I just ran across this, thought it might be good during the holiday season.

Whole Lotta' Vegies Soup

4 C cubed red unpeeled potatoes
1 1/2 C chopped carrots
1 C chopped celery
1/2 C string beans
1 green, red or yellow chopped bell pepper
1 C sweet peas
1 lg chopped onion
1 10 oz bag spinach
6 C water
1/4 C butter
1 1/2 tsp salt
1 tsp black pepper
1 1/2 tsp dried sage
1 TBSP dried basil
1/4 C chopped fresh parsley

place coarsely chopped vegies in large pot, add water, bring to boil. Add butter & seasonings - simmer until vegies are tender - about 30 min.
10 servings 1 serving = 130 cal., 5 g fat, 4 g protien,19 g carbs, 105 mg sodium


----------



## AR Cattails (Dec 22, 2005)

Wow, that looks good. I'm not a big fan of spinach, though, so I'll substitute cabbage instead. Wish the nutritional info had fiber grams but I'm sure it will be at least 4. That way I can figure the WW points(2).

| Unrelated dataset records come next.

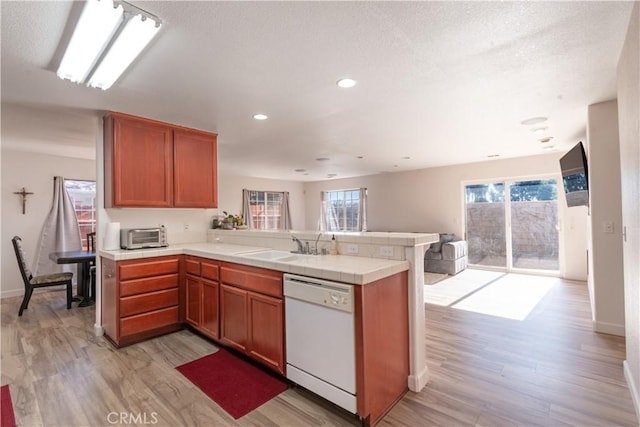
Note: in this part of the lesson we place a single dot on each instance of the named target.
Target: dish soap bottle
(333, 249)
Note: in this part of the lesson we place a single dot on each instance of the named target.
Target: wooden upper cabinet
(155, 164)
(195, 180)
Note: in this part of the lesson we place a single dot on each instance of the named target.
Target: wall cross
(24, 193)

I'm preparing menu plans now getting ready to start WW. I love a bowl of soup with a sandwich at lunch. Thanks for the recipe.


----------



## MaggieJ (Feb 6, 2006)

Sounds delicious! Far too high in carbs to suit me (I'm doing Atkins) but if I made it without the potatoes it would likely work fine.


----------